Carol J. Ott in Green Ideas on February 26, 2021
Many co-op and condo boards that have invested hundreds of thousands of dollars in energy-reducing projects were shocked last October when they received their first Energy Star letter grades for energy efficiency. Stephen Doherty, board president of the Amherst at 401 E. 74th St., was one of them.
The Amherst got a D, as did about half of New York City’s nearly 17,000 benchmarked residential buildings. But given everything that Doherty’s building has implemented, his shock is understandable. Over the last decade, his building has installed LED lighting throughout the building, new elevators with regenerative drives, an advanced building management system for heat controls and real-time electricity monitoring.
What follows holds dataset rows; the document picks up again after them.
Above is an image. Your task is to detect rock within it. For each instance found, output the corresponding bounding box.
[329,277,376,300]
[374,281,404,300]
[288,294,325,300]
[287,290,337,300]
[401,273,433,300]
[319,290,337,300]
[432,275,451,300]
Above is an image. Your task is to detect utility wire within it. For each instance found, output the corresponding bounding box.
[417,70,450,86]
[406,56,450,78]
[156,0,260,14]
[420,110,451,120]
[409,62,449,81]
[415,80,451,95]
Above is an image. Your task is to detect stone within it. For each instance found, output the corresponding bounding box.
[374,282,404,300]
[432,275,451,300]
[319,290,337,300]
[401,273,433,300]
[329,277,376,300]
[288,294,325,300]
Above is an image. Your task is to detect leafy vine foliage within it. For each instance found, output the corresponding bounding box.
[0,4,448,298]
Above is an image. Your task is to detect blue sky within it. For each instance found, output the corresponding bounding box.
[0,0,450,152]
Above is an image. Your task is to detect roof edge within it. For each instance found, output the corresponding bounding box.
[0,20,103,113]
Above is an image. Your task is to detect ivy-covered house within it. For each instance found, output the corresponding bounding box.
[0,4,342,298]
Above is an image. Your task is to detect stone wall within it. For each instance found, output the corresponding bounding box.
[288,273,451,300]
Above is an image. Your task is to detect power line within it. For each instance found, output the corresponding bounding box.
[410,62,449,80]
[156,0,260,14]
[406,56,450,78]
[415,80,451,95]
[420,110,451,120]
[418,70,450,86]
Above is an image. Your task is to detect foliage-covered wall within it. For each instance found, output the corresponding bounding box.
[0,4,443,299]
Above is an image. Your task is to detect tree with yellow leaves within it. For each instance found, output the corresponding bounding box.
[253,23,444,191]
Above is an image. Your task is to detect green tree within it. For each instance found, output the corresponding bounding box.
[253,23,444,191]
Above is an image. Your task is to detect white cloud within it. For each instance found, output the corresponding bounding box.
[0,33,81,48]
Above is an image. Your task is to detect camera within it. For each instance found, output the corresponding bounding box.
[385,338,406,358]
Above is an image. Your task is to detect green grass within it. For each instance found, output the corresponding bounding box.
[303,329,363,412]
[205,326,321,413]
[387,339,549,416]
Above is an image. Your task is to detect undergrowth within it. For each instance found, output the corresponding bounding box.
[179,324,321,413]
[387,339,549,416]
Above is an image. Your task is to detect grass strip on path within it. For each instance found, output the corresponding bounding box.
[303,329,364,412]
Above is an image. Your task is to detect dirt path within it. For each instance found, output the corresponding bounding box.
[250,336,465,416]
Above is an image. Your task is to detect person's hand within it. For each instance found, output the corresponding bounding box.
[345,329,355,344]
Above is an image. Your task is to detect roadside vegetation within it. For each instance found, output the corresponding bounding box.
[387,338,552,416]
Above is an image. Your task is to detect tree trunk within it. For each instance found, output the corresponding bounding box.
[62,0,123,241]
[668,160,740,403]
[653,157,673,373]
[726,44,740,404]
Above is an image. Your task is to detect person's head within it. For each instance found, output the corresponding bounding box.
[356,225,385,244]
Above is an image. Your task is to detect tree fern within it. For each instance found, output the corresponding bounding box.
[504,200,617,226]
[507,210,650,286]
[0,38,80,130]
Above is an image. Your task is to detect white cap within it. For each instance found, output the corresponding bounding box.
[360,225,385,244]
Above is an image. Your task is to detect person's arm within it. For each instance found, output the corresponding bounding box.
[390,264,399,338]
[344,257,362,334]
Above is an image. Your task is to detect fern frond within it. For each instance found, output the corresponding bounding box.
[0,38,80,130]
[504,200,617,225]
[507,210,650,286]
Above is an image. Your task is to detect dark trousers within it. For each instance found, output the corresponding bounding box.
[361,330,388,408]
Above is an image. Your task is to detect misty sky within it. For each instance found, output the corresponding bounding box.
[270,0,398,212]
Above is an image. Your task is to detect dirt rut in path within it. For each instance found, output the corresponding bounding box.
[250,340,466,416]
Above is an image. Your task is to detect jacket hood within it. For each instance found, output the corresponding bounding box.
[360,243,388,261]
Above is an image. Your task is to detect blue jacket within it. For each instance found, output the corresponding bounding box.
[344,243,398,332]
The board has also upgraded boiler controls and installed a 250-kilowatt combined heat and power, or cogeneration, plant.
“It’s not like a letter grade that a restaurant gets, where the grade can go from bad to good if it just cleans up its act,” says the Amherst’s property manager, Ed Ermler of Midboro Management. “There is nothing you can actually do to move the score because you have such a small portion of the actual energy use that’s under the control of the building and the board. The idea is great – shame people into doing something – but how can I fix it if I really can’t fix it? That’s the problem.”
Energy benchmarking began in New York City in 2009 with Local Law 84. Each year, annual energy and water usage of buildings must be documented, and the findings are submitted into the U.S. Environmental Protection Agency Energy Star Portfolio Manager. But it really has been the October 2020 requirement to publicly display a building’s score and attendant letter grade that cemented its importance – and offered a precursor of what’s to come.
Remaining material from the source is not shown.